Connect with us

Politics

House snubs CFO’s audit office plan, proposes Legislature-run alternative


Back in December, CFO Blaise Ingoglia announced a push for an official Florida Agency for Fiscal Oversight (FAFO), through which he’d centralize auditing powers and activities he’s undertaken through the state’s DOGE initiative.

His GOP allies in the Legislature got in line. St. Petersburg Sen. Nick DiCeglie and Palm Bay Rep. Monique Miller filed bills (SB 1572, HB 1303) to codify Ingoglia’s plans in January.

Neither received a single hearing. Now, we may know why.

On Thursday, the House released its $113.6 billion proposed budget for Fiscal Year 2026-27, and conspicuously missing from the spending plan is any consideration for Ingoglia’s FAFO plan.

Instead, the chamber is proposing a Florida Accountability Office, a powerful new agency that operates within and answers directly to the Legislature, not Ingoglia.
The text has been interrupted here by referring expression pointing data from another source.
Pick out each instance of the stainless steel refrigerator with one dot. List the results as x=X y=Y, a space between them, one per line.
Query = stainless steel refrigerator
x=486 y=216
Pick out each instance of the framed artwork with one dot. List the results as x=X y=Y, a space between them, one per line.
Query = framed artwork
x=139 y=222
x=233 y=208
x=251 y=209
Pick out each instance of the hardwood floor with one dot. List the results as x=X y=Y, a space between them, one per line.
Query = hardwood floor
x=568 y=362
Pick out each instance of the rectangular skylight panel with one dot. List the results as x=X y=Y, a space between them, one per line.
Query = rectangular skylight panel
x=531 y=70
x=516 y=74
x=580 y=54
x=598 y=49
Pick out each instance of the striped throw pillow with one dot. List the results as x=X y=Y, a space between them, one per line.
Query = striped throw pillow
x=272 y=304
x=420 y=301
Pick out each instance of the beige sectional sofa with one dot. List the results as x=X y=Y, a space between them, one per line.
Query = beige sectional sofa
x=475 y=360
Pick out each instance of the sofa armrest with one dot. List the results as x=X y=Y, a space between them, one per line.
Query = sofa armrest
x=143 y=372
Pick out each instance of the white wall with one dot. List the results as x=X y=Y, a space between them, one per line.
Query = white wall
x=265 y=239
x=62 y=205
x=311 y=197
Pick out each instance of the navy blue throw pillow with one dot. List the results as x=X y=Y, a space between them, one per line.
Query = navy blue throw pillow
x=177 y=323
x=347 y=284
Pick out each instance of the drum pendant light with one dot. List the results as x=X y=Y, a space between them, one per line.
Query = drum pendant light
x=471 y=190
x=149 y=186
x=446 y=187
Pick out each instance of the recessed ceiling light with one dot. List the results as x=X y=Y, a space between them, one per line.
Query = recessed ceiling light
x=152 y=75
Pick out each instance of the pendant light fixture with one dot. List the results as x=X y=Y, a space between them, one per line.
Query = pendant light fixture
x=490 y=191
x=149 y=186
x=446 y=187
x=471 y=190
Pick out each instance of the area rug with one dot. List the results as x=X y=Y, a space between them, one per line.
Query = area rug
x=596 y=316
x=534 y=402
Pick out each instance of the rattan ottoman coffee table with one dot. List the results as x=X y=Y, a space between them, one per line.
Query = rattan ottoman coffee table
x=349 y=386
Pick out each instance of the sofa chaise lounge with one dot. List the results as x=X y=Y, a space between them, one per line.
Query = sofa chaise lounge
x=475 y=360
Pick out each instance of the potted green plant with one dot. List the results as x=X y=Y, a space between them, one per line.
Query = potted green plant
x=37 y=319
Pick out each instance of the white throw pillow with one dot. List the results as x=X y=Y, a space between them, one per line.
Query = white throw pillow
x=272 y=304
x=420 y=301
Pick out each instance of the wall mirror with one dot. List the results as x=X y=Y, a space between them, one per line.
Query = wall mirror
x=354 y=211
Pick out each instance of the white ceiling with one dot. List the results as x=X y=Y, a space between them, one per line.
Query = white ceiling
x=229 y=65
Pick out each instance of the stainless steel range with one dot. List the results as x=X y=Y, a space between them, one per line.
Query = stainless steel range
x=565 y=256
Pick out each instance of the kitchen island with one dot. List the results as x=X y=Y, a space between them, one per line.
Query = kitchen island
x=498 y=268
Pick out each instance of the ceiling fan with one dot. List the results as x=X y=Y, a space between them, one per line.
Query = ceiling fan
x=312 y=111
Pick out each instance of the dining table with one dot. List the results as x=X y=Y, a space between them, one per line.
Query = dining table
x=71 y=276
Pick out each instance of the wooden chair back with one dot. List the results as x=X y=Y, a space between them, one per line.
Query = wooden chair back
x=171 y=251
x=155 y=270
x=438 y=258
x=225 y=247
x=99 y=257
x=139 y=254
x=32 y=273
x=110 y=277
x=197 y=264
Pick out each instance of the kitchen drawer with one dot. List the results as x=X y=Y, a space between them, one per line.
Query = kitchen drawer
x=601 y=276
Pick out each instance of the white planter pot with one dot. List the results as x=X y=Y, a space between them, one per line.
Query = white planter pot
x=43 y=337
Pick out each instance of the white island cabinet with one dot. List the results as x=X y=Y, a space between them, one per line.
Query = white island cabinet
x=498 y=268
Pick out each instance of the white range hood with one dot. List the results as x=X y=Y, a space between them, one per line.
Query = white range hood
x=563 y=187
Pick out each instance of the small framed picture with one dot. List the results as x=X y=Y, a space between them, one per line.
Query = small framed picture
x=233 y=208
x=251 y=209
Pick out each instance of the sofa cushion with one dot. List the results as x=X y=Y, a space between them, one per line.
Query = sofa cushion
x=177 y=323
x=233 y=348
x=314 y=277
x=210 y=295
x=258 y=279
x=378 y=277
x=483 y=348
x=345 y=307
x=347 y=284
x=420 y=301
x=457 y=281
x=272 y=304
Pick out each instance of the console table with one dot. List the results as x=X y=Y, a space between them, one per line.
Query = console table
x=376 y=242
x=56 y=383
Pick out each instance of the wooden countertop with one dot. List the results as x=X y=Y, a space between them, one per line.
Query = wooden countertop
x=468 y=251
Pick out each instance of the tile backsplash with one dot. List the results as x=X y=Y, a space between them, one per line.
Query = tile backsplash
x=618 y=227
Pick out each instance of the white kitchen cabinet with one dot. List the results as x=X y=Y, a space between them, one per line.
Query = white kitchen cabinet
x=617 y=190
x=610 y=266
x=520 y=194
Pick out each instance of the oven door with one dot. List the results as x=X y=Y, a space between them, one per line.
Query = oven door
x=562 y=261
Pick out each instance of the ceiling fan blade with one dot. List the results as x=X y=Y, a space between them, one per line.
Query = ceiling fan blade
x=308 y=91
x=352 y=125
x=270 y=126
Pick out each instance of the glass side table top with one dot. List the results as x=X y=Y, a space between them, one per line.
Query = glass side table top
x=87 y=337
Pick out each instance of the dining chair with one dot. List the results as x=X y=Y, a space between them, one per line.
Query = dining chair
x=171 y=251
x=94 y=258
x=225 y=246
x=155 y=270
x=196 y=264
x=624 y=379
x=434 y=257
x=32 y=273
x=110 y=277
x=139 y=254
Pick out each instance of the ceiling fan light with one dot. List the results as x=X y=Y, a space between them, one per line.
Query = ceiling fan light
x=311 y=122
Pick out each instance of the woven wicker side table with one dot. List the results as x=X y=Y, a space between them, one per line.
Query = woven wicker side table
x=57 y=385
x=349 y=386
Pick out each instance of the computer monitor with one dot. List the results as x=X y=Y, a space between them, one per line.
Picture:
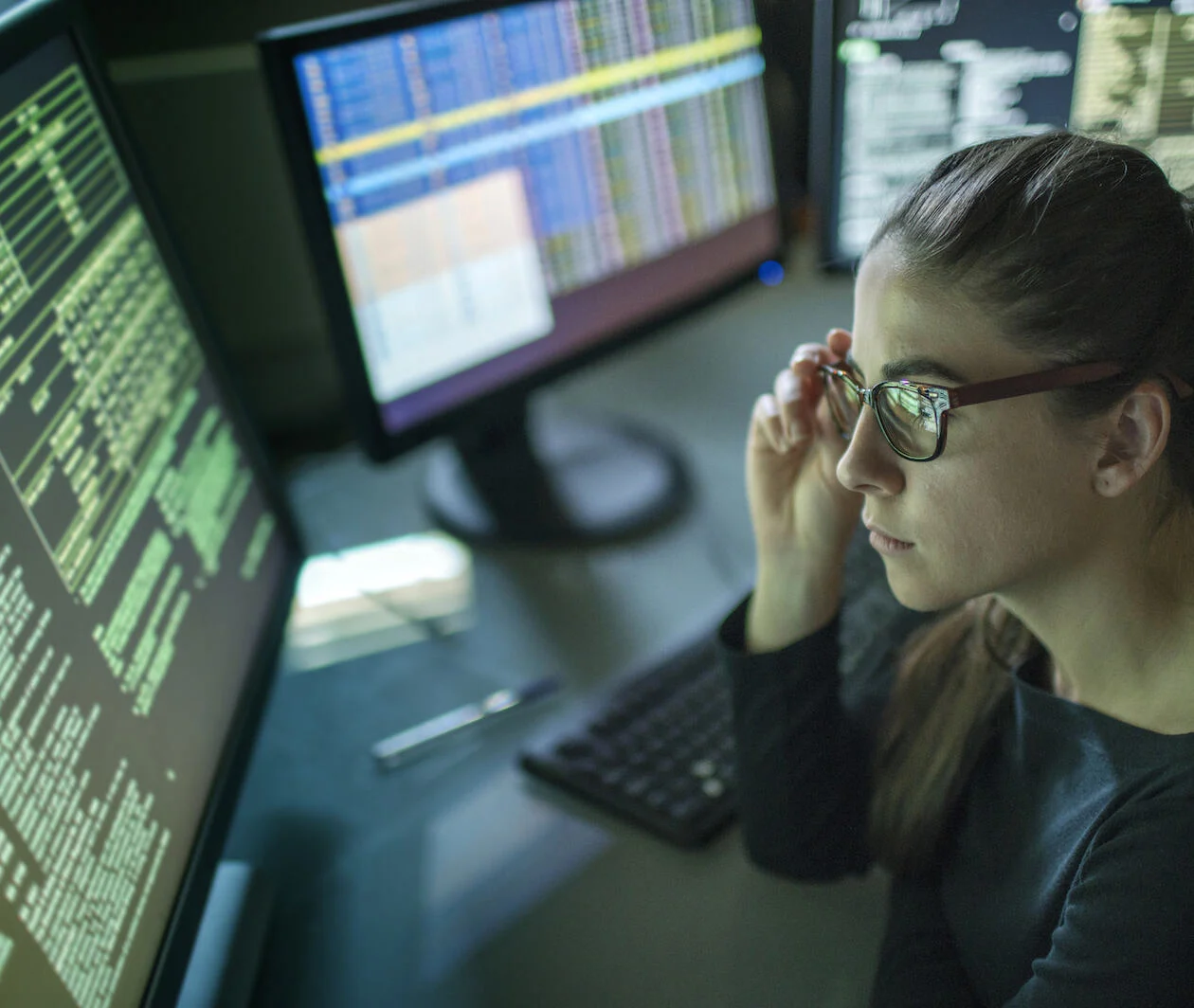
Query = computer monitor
x=146 y=558
x=496 y=193
x=904 y=83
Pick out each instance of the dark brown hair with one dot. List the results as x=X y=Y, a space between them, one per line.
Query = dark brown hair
x=1083 y=252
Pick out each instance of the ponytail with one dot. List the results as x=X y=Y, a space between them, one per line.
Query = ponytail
x=951 y=687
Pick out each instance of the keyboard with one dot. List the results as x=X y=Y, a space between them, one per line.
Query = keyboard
x=656 y=750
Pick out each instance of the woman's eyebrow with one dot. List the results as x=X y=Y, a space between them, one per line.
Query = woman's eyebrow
x=922 y=367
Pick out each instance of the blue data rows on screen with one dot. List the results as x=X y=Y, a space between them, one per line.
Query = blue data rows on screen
x=578 y=108
x=497 y=147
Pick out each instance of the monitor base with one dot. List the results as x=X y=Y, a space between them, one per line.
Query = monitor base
x=569 y=482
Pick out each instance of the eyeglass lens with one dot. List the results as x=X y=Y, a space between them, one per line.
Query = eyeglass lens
x=905 y=416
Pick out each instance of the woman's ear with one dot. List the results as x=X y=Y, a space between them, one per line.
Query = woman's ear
x=1134 y=436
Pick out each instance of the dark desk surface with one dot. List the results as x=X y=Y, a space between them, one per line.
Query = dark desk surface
x=458 y=880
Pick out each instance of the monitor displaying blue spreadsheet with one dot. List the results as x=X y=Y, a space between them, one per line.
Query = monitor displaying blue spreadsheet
x=508 y=186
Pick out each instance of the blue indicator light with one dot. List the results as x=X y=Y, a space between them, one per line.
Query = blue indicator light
x=770 y=273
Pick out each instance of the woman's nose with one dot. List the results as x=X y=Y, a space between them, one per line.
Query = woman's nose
x=869 y=463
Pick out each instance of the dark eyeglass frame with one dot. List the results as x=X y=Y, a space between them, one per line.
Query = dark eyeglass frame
x=944 y=399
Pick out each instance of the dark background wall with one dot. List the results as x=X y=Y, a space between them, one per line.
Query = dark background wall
x=188 y=81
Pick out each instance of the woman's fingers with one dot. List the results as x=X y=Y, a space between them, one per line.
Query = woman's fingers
x=767 y=423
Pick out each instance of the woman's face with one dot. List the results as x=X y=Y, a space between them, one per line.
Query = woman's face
x=1009 y=505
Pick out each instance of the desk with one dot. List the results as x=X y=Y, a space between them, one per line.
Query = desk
x=458 y=880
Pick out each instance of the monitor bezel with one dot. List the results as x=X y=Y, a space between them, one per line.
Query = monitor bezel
x=279 y=48
x=825 y=128
x=23 y=28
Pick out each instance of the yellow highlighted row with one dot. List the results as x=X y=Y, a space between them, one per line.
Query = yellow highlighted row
x=662 y=61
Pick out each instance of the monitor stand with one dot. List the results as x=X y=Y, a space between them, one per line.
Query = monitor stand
x=508 y=477
x=224 y=965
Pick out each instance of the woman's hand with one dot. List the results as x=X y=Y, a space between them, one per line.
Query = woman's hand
x=803 y=517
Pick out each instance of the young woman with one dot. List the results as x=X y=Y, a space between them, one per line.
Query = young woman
x=1013 y=418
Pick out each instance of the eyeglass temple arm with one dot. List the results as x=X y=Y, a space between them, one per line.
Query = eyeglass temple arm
x=1043 y=381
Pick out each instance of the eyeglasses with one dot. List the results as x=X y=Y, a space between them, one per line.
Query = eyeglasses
x=913 y=416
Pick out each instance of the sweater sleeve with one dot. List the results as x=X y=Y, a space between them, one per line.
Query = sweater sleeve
x=1126 y=931
x=803 y=761
x=918 y=965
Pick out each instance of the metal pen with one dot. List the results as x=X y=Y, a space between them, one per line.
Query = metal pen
x=413 y=742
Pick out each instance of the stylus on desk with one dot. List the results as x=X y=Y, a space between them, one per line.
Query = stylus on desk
x=416 y=741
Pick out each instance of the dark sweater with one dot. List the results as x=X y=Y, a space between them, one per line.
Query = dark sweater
x=1068 y=880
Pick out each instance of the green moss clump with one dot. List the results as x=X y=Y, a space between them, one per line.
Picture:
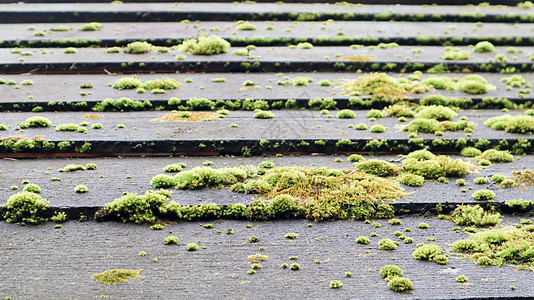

Gary Fineout of POLITICO first flagged the snub.

The plans for the Florida Accountability Office, which the House wants to launch with a $53.37 million earmark, date back to early April 2025, just over a month after Ingoglia and Gov. Ron DeSantis began rolling out the DOGE initiative.

At the time, House budget leaders — heading into a quarrelsome negotiation process with the Senate and Governor’s Office that led to months of additional meetings — were escalating scrutiny of state agencies amid concerns about wasteful spending and a lack of transparency.

The House State Administration Budget Subcommittee, then under the leadership of former state Rep. Vicki Lopez of Miami, advanced a measure to create the Florida Accountability Office. The bill cleared the House on a 112-0 vote a week later, but died on the Senate floor in June without being added to the 2025-26 budget.

Now it’s back.

What would the Florida Accountability Office do?

The Florida Accountability Office, as proposed, would serve as a spending watchdog agency within the Legislature.

It would carry powers to conduct audits, reviews, examinations, investigations and evaluations of government spending — as Ingoglia has done with county and city budgets in recent months, which he says has uncovered $1.9 billion in overspending so far — and recommend improvements in efficiency, effectiveness and fiscal management.

The new office would have four main units: the Division of the Auditor General, which would conduct financial audits; the General Accountability Division, which would run operational and compliance audits; the Office of Program Policy Analysis and Government Accountability, which would undertake performance audits; and a Public Integrity Division, which would investigate complaints of fraud, waste, abuse, mismanagement or misconduct involving public funds.

Like Ingoglia’s proposed FAFO, it would have broad authority to inspect records and operations of public agencies and certain recipients of state funds, including access to confidential information when necessary, and legislative Committees could issue subpoenas to compel testimony or documents.

The Public Integrity Division would also review appropriations projects and refer cases to law enforcement, ethics officials, Inspectors General, or other oversight agencies when appropriate.

Leadership would be appointed by and accountable to the Legislature, including an Auditor General appointed by both chambers and other division heads selected under legislative rules or by agreement of the Senate President and House Speaker.

Rules for thee, but not for me

Ironically, while Ingoglia has been on a public crusade to make local governments more transparent and accountable, he has not held his own Office to the same standards of operation he expects others to meet.

As Florida Politics reported this week, Ingoglia’s Office ignored or took months to respond to questions and public records requests about his auditors’ travel expenses, his payroll and his plans to grow his operation.

Ingoglia’s Office also did not respond to questions about the delays.

While the FAFO bills haven’t gained any traction, another pair of bills (SB 1566, HB 1329) that Ingoglia supports by DiCeglie and Marco Island Republican Rep. Yvette Bennaroch have been advancing and would streamline county and city budget audits.